Even when a lawyer does not actually assert an unauthorized charging lien, the lawyer may run afoul of the Rules by inaccurately characterizing his or her right to a lien in the fee agreement. It is permissible to discuss charging liens in a fee agreement, but the reference thereto must explain the limited circumstances under which the lawyer is legally authorized to assert such a lien. It is false and misleading in violation of Rule 1.5(a) and Rule 4.1 for a fee agreement to state that, if discharged prior to the conclusion of the case, the lawyer will have a lien against any subsequent recovery by the client. In addition, this type of inaccurate blanket assertion has a chilling effect on a client’s right to terminate the relationship before the case is resolved, and thereby compromises a client’s right to be represented by whom the client pleases.
Lawyers must be honest and candid about not only their clients’ rights, but also their own. A lawyer—even one left uncompensated for legal work—may not misrepresent the law, including the law of North Carolina that strictly limits the lawyer’s right to assert a charging lien. n
Carmen Hoyme is deputy counsel at the North Carolina State Bar.
1. In the absence of clarification from the courts, an “entry” of settlement requires the execution of a release by the client and the filing of a voluntary dismissal with prejudice. In practice, the final accounting for the client’s funds, see Rule 1.15-3(d), prepared by the lawyer concluding the matter, generally is signed by the client at the time the release is executed.

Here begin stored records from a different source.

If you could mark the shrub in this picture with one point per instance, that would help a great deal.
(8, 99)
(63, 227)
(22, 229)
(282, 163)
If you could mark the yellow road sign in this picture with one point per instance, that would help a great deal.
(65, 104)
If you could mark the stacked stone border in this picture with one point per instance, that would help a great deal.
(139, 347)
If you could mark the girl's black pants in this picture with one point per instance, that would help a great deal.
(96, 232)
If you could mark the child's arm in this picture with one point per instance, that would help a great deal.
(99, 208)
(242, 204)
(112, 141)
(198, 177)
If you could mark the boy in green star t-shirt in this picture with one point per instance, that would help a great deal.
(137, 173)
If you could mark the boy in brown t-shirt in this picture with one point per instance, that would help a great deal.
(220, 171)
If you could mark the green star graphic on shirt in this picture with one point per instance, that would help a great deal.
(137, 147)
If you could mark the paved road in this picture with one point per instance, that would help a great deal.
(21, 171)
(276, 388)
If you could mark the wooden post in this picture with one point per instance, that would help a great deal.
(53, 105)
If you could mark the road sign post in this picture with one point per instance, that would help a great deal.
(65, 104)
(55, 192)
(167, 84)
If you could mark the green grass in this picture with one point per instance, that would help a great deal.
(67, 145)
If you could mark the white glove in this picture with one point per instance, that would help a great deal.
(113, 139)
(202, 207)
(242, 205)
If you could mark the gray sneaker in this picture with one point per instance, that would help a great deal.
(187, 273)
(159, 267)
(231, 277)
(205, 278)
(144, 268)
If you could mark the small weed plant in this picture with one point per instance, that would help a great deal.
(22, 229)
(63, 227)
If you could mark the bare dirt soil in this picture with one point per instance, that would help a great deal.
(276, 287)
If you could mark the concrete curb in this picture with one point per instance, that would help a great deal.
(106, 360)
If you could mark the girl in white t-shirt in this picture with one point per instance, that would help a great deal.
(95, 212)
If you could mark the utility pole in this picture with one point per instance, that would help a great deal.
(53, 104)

The final accounting should note a fee disbursement to the lawyer who concluded the matter and the client’s consent thereto.
2. Rule 1.6(b)(6) allows a lawyer to disclose confidential client information as reasonably necessary “to establish a claim or defense on behalf of the lawyer in a controversy between the lawyer and the client.” However, assertion of a lien claim, when none is allowed by law, does not fall within this exception to the duty of confidentiality.